Por supuesto, menos aún, cuando se reduce (apócope) la palabra ‘memorándum’ a ‘memo’: *«Dame la carpeta de los memos». Este tipo de formas cotidianas, gramaticalmente, son una barbaridad.

La excepción en la pluralización de este tipo de palabras terminadas en –um es el vocablo ‘álbum’, que se forma como en el resto de las palabras terminadas en consonante, con –es: álbum, álbumes; árbol, árboles; pared, paredes; amor, amores, etc.

En virtud de esa complejidad, es recomendable para evitar el error al enunciar las formas modernas de esos vocablos: memorando, currículo, podio y referendo. En su forma moderna, pluralizar es muy sencillo, simplemente se añade una consonante S por ser voces que terminan en vocal. Me refiero a que se dirá memorandos, currículos, podios y referendos.

Es inapropiado, desde luego, recurrir al latín para enunciar su plural en español. Es cierto que en latín el plural de memorandum en esa lengua es memoranda, así como de curriculum es curricula; y de podium es podia. No obstante, no se puede recurrir al origen de un idioma para aplicarlo en otro, no obstante que sea su antecedente. Cada idioma tiene sus propias reglas ortográficas. En concreto, no es admisible recurrir a las reglas de latín para aplicarlas al español.  Es tanto como querer exigir se aplique el género a los sustantivos del inglés, simplemente por ser derivado del alemán (sajón), donde sí se tenía.

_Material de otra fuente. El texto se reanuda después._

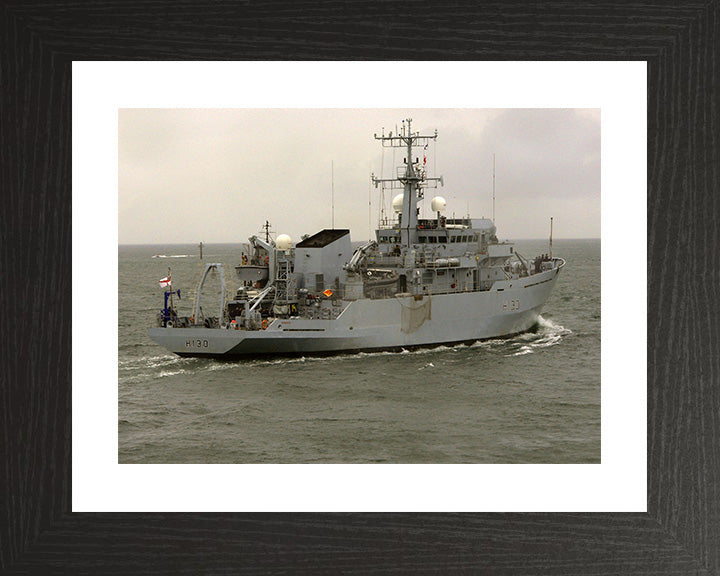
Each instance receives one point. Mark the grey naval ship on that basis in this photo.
(420, 282)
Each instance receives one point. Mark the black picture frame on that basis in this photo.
(680, 533)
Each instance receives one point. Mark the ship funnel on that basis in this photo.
(283, 242)
(438, 204)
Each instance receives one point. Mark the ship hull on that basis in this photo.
(406, 321)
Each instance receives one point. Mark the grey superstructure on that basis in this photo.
(420, 282)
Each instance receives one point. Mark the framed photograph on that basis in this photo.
(114, 517)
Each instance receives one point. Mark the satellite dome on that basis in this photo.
(438, 204)
(283, 242)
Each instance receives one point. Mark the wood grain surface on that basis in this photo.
(680, 534)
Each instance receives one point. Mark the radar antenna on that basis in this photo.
(411, 178)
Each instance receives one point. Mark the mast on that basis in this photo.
(411, 180)
(551, 237)
(493, 188)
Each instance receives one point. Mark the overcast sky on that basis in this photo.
(216, 175)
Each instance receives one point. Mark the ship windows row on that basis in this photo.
(431, 239)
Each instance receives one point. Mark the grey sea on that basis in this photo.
(531, 398)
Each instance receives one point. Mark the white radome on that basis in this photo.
(438, 204)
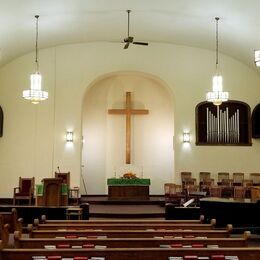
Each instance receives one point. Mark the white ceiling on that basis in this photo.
(185, 22)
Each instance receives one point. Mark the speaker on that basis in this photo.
(1, 121)
(256, 122)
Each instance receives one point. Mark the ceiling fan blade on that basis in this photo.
(126, 45)
(141, 43)
(129, 39)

Ahora, si las palabras que nos ocupan debieran escribirse en latín, es obligado la cursiva (desde luego, sin acento gráfico; en latín ninguna palabra tiene acento gráfico o tilde). Esta regla ortográfica aplica en caso de usar una palabra en  cualquier idioma que no sea español.

Por último, es común en el sector educativo aplicar la ‘currícula’ para el plan de estudios de una materia o carrera. Cito textualmente el Diccionario Panhispánico de Dudas, de las Academias: «Tampoco es aceptable el empleo de currícula como sustantivo femenino con el sentido de ‘plan de estudios’: “Tiene acceso a un banco de información de todas las universidades, las carreras que imparten y la currícula de cada una de ellas” (Excélsior [Méx.] 5.9.96); para ello ha de usarse la voz currículo».